Au fil des mois, en voulant en apprendre plus sur ce logiciel tout en l’utilisant comme une source d’informations, j’ai été moi-même une source d’informations pour lui. Et l’un des premiers constats que j’ai dressés est le fait que l’intelligence artificielle soit capable de se tromper, de donner des informations erronées ou dépassées. Ce n’est pas une réelle surprise en soi. Les logiciels sont faillibles tout comme les humains. Mais j’ai remarqué aussi que « Claude » pouvait se rétracter, changer d’avis en fonction des réactions de son interlocuteur.

Je me suis amusé à le sonder en posant des questions directes ou en tentant des démarches plus subtiles pour essayer de détecter des contradictions. Dans le premier cas, par exemple, j’ai demandé si le logiciel faisait du profilage à partir de ses conversations avec les humains. Il avait mon adresse mail, j’étais donc identifiable et il pouvait établir un profil psychologique à partir de nos conversations et me classer dans une catégorie. La réponse était sans équivoque: « Je ne fais pas de profilage », me dit Claude précisant qu’il n’a pas été conçu dans ce but.

Dans le deuxième cas, j’ai lancé une conversation sur les liens possibles entre l’intelligence humaine et la consanguinité. Pour le logiciel, il n’y a aucun doute sur le fait que le mariage consanguin a pour effet de réduire le niveau intellectuel des humains.
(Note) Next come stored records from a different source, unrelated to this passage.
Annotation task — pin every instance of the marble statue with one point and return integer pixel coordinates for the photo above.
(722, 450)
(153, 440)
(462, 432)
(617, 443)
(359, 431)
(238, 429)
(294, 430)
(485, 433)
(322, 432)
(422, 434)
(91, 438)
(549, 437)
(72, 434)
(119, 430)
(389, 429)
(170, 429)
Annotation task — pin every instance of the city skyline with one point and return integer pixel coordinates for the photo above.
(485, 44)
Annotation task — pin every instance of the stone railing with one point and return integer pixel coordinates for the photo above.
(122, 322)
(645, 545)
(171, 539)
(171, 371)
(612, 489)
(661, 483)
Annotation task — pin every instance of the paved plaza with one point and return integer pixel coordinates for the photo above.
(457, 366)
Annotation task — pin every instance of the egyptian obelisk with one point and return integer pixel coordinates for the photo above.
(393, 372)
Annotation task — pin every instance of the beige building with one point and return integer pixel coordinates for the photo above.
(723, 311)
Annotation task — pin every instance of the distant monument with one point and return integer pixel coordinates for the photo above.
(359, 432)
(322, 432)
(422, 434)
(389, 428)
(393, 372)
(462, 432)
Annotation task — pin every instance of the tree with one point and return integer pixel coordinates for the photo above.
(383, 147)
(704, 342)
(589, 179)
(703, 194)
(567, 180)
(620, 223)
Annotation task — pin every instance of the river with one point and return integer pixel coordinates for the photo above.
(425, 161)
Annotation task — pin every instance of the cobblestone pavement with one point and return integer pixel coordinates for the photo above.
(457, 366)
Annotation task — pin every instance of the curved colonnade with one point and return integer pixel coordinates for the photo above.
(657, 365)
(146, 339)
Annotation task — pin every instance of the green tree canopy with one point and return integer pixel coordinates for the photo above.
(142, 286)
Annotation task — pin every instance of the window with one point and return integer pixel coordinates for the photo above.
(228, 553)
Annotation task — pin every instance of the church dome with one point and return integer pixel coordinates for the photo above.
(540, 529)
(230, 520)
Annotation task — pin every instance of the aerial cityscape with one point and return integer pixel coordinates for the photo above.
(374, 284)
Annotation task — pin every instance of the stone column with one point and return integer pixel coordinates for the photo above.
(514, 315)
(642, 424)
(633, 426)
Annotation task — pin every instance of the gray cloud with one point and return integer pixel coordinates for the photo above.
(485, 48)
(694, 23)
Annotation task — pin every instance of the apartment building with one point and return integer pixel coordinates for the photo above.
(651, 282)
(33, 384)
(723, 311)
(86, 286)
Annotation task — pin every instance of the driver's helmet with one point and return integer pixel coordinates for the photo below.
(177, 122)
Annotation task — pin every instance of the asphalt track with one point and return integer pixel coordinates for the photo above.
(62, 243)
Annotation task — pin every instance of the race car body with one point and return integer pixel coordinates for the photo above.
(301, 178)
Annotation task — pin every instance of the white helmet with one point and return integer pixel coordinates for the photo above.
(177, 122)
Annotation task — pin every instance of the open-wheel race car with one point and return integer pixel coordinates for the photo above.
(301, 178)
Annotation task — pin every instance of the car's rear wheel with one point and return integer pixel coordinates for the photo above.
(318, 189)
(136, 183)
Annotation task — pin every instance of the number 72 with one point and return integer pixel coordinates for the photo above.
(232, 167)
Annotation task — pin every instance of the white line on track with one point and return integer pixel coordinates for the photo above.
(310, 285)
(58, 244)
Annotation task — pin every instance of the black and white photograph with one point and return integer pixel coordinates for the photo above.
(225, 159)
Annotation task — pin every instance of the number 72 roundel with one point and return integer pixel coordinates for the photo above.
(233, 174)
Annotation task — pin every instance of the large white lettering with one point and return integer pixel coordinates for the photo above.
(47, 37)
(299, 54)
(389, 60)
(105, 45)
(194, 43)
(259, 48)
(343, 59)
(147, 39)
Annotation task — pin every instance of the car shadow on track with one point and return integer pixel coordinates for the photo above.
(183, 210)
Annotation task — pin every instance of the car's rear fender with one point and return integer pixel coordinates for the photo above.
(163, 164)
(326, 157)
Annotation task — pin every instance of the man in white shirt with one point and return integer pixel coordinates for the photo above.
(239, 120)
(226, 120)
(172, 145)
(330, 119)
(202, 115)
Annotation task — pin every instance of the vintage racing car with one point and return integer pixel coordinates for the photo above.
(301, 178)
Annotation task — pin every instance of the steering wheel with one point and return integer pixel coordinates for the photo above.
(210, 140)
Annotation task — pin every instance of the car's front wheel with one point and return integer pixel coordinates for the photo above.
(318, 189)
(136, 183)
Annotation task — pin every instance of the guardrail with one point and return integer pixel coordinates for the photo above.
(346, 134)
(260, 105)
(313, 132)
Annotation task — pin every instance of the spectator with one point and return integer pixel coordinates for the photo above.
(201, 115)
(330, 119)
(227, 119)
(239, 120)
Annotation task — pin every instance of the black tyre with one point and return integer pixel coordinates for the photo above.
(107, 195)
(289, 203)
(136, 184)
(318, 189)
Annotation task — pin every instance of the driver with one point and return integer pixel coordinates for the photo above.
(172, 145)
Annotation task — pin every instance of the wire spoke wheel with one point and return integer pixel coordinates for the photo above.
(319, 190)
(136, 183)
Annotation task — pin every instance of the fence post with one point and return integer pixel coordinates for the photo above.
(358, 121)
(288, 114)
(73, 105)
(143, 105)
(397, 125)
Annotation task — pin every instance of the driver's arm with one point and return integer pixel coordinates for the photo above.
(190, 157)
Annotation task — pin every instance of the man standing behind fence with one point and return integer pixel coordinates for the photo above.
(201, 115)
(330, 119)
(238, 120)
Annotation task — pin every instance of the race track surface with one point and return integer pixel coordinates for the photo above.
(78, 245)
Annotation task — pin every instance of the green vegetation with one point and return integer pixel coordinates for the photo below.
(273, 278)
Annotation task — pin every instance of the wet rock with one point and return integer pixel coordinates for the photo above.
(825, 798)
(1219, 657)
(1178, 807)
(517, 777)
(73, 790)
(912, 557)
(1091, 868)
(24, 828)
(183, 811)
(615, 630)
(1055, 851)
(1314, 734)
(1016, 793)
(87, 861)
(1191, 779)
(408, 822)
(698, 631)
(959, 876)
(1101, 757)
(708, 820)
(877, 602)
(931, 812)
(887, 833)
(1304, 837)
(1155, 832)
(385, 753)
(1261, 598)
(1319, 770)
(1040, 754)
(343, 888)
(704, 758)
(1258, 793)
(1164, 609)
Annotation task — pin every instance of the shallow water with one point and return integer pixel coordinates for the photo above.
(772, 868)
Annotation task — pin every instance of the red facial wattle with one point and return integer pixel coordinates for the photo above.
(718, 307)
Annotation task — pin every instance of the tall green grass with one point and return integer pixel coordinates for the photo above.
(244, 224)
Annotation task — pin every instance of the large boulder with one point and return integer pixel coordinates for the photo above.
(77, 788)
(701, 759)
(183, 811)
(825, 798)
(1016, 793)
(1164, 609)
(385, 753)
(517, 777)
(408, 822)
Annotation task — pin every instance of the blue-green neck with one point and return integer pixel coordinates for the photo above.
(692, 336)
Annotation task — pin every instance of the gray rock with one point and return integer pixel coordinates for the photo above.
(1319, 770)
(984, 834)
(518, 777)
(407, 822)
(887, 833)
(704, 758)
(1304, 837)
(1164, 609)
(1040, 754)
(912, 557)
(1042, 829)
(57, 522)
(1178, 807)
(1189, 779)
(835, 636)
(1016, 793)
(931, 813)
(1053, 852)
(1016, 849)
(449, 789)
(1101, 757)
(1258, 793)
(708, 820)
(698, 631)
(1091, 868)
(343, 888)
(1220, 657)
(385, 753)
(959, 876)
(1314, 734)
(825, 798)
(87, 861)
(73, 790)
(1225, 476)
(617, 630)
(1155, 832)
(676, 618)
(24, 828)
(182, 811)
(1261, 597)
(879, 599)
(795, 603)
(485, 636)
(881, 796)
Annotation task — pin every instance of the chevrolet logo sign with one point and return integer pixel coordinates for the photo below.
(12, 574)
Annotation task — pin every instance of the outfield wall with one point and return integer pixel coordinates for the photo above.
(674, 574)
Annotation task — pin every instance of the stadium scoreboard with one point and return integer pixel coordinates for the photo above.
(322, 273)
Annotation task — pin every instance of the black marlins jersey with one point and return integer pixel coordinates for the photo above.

« Les nations qui bannissent le mariage consanguin seraient-elles plus susceptibles, à terme, d’être intellectuellement supérieures à celles qui l’autorisent », lui ai-je demandé. « Oui », a-t-il répondu sans aucune hésitation. Mais constatant ma réaction, en apparence outrée, il s’est ravisé précisant qu’il ne fallait évidemment pas généraliser et qu’on ne pouvait, en aucun cas, dire qu’un peuple avait une intelligence supérieure à un autre peuple. Il a ajouté que les individus ne sont pas les mêmes et que de nombreux facteurs entraient en compte lorsqu’il est question d’intelligence. Bref, du politiquement correct.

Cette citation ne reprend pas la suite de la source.